# Price Elasticity



## MarcoWilding27 (Apr 3, 2007)

Hi everyone.

Seeing as i am relatvely new in te T-Shirt selling business i am unaware of how much price can effect sales. i currenty charge 12-15pounds perT-Shirt but am wondering whether that is a little high. Can you please tell m if it wuld be worthwhile to reduce my prices to increase sales.


Many thanks, Marcus.


----------



## Mickhael91 (Apr 3, 2007)

Hi Marco,

could you perhaps enlighten me as to why your post title is 'Price elasticity'? What does that term mean?


----------



## MarcoWilding27 (Apr 3, 2007)

It means-how much the change in a price effects the change for demand of a product.


----------



## Eyerish (Mar 20, 2007)

MarcoWilding27 said:


> Hi everyone.
> 
> Seeing as i am relatvely new in te T-Shirt selling business i am unaware of how much price can effect sales. i currenty charge 12-15pounds perT-Shirt but am wondering whether that is a little high. Can you please tell m if it wuld be worthwhile to reduce my prices to increase sales.
> 
> ...


 
I think it depends on your t-shirt line..as well as your target market. If you are printing up silly shirts or basic designs, that don't really have a brand building emphasis, then I would price my shirts on the lower end of the spectrum. If however, you are trying to develop a brand name or a fashion line....I think you need to price your garments in relation to who you think your main competitors would be. 

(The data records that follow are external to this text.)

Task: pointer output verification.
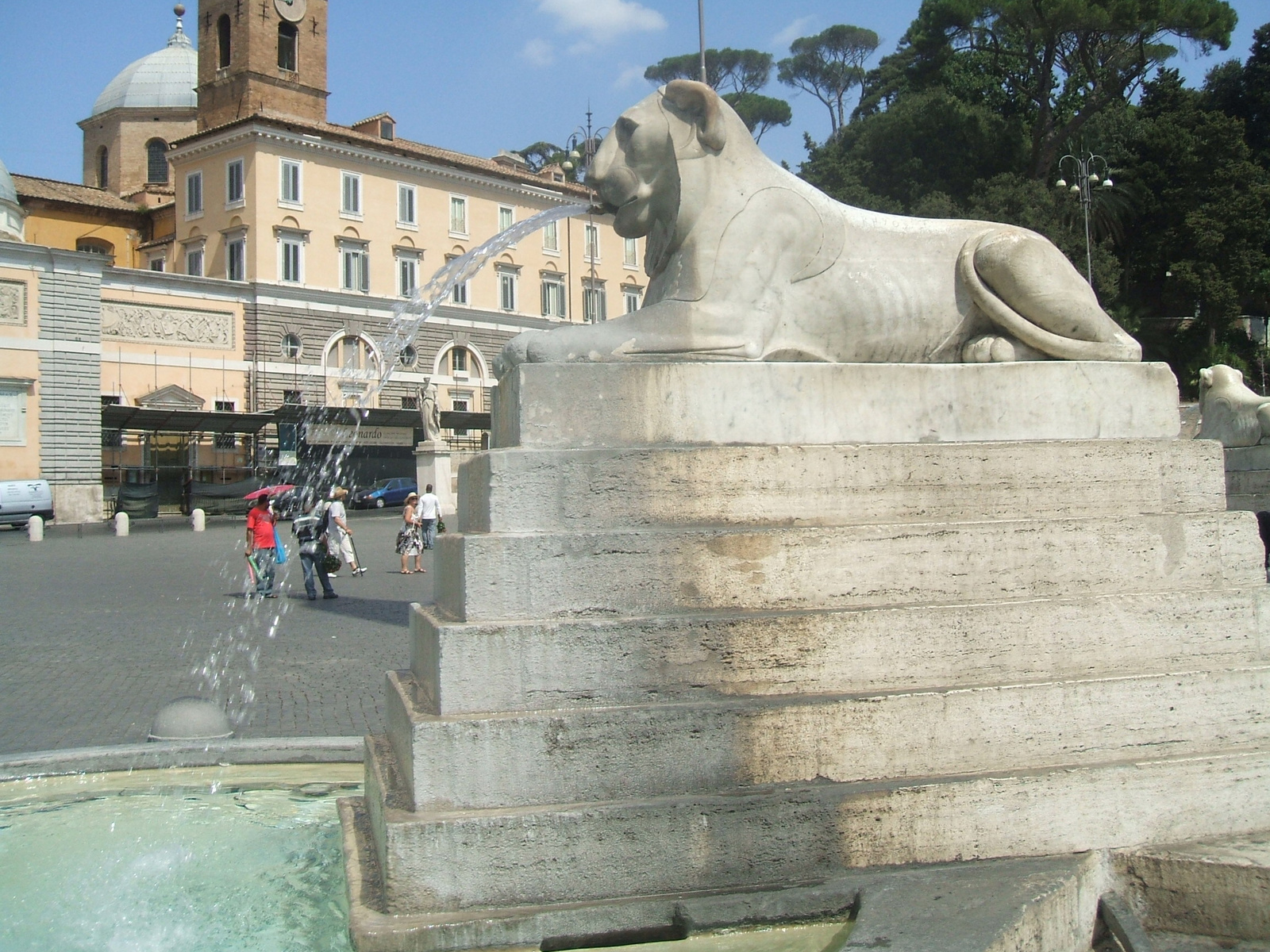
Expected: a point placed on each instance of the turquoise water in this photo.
(190, 869)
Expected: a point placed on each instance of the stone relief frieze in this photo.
(167, 325)
(13, 302)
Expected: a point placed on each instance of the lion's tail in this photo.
(1009, 321)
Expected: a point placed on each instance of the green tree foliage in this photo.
(759, 112)
(1054, 63)
(829, 67)
(737, 75)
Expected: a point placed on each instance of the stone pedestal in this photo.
(715, 639)
(432, 467)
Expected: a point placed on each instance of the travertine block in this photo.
(512, 577)
(577, 755)
(588, 490)
(579, 405)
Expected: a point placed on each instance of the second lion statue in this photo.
(749, 263)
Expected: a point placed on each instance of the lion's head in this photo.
(637, 169)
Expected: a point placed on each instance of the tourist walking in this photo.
(410, 536)
(342, 536)
(260, 541)
(429, 512)
(311, 528)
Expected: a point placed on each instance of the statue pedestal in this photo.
(432, 467)
(709, 647)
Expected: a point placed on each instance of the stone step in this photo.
(1219, 888)
(590, 490)
(471, 668)
(789, 835)
(549, 575)
(690, 403)
(475, 762)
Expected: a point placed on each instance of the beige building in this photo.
(192, 321)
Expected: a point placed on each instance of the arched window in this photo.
(289, 41)
(222, 40)
(357, 366)
(156, 162)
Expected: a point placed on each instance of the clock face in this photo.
(291, 10)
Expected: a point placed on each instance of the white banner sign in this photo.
(336, 433)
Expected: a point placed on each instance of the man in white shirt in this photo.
(429, 512)
(341, 535)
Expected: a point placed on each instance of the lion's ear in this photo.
(702, 103)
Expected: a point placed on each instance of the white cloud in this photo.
(629, 78)
(603, 19)
(539, 52)
(793, 32)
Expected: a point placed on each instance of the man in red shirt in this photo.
(260, 543)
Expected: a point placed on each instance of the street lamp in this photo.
(581, 154)
(1085, 165)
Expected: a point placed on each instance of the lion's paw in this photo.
(992, 348)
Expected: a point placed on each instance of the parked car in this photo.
(22, 499)
(384, 493)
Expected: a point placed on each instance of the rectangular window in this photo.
(292, 259)
(355, 268)
(289, 190)
(596, 305)
(460, 294)
(225, 441)
(507, 291)
(351, 194)
(408, 274)
(235, 259)
(194, 194)
(406, 205)
(457, 215)
(552, 298)
(235, 187)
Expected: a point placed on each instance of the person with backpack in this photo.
(311, 530)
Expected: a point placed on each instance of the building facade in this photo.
(194, 309)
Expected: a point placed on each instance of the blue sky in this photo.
(473, 75)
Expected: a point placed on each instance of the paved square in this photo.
(98, 632)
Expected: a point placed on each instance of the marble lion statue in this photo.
(747, 262)
(1231, 412)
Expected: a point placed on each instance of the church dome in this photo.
(163, 80)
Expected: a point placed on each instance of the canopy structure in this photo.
(137, 418)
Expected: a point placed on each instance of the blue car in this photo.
(385, 493)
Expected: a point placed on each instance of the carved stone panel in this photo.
(13, 302)
(167, 325)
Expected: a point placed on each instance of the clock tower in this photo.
(260, 55)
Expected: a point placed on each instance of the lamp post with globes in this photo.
(1086, 167)
(581, 152)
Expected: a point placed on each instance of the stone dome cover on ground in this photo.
(164, 79)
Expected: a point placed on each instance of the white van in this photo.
(22, 499)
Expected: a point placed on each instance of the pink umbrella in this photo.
(270, 490)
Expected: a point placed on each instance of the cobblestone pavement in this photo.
(98, 632)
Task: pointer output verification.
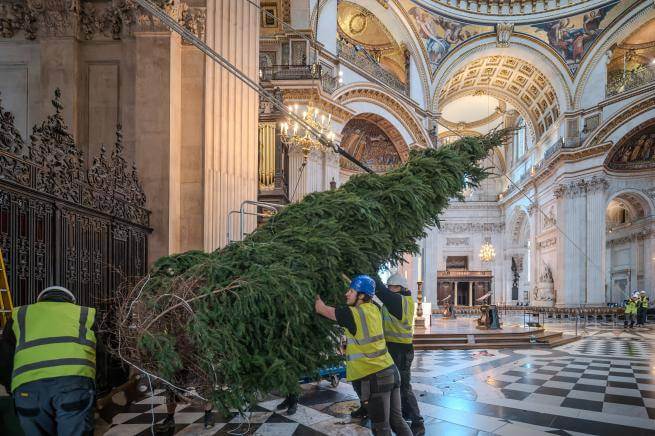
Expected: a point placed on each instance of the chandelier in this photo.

People are funny....If it is too cheap...they may perceive your quality as ****ty, but if you charge on the high end for the same brand/product...they might look twice and actually buy. It really all depends on your designs...if they will pay 18...they will pay 20. If they will pay 22...they will likely pay 25....if they will pay 26...they will pay 29. It is my experience that If they like your design...they will buy your shirt....regardless of a few dollar price increase. The key is your marketing and quality. If you have your own tag and it is well marketed and packaged...you can get the premium....if it has a gildan tag in it for example....I think the price premium would be harder to come by.


----------



## Twinge (Apr 26, 2005)

I think your prices are probably okay. From what I've seen, decent t-shirts go for more in the UK than they do in the states; I know of at least one shop run by someone I know doing 13 pounds/shirt (on Gildans) and doing fine at that price.


----------